Mientras atardecía en el canal de Castelldefels, leí las vibrantes páginas finales sobre la carrera pensando que eran el cénit del libro. Pero luego llegué al epílogo. Los chicos regresaron convertidos en héroes y retomaron sus vidas. Al año siguiente volvieron a ganar el título nacional en Poughkeepsie, ratificando que eran el mejor equipo de remo de ocho de la historia. Para entonces habían remado lo suficiente como para ir de Seattle a Japón. Luego, cada aniversario de la regata de Berlín sacaban su bote y remaban en el lago Washington. En 1971, reducidos ya a ocho por el cáncer, se reunieron para bogar juntos y posaron ante los fotógrafos con el torso desnudo y empuñando los remos para un remake de la foto de juventud. Tenían ya barriga, los hombros caídos y el pelo gris, pero lo hicieron bien. Cincuenta años después de su victoria, en 1986, empujaron de nuevo el Husky Clipper, se subieron con cuidado y mientras el timonel, Bobby, decía con el viejo megáfono “¡remad!” metieron las palas en el agua y comenzaron a deslizarse. “Remando todavía como un solo hombre, fueron atravesando el agua que el sol de media tarde bruñía como si fuera bronce.
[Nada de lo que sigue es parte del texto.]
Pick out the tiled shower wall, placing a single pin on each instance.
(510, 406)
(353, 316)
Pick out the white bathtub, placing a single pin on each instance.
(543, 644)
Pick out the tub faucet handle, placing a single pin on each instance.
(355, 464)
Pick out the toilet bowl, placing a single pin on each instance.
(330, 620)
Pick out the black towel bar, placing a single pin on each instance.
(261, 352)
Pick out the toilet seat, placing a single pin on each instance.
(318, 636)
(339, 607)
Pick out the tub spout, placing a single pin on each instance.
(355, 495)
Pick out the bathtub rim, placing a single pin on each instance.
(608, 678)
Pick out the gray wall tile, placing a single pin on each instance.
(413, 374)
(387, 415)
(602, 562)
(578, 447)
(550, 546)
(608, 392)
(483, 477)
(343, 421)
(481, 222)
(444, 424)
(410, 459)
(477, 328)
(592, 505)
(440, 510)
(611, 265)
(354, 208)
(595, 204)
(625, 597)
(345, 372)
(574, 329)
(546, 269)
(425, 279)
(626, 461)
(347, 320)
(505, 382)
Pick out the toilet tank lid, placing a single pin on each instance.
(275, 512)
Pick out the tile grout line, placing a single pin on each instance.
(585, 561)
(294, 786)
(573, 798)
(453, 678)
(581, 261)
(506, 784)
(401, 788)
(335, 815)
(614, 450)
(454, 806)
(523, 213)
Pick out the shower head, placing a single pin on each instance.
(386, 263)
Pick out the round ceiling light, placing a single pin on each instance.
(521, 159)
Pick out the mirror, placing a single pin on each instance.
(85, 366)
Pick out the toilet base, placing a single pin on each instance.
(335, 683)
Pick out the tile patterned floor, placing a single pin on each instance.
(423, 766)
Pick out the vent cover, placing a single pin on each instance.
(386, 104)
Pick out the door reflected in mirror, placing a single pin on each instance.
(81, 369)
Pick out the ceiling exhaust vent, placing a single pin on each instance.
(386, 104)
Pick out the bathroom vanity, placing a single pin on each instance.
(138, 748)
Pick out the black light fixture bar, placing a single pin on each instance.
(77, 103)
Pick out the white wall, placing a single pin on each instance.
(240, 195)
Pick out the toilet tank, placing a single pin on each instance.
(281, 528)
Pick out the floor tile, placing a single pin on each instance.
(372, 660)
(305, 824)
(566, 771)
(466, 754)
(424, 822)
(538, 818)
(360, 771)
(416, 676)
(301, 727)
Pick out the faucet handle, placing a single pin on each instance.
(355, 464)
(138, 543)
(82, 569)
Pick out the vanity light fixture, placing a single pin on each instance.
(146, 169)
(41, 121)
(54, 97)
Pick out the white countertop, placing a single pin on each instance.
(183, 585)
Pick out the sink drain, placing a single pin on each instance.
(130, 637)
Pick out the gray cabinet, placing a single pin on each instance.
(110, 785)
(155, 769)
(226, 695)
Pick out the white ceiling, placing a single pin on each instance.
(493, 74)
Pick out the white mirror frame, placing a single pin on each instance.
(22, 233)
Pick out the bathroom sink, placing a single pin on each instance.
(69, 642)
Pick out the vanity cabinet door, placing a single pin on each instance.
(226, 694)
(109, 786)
Luego, al final de la tarde, subieron la rampa renqueando hacia el pabellón, saludaron a los fotógrafos y colocaron por última vez los remos en los estantes”. Recordé esa imagen que se fundía con mis recuerdos y me llevé a casa una frase postrera del libro mientras la luz se apagaba en la superficie del canal: “Y así murieron, queridos y recordados por todo lo que fueron: no solo remeros olímpicos, sino buenas personas”.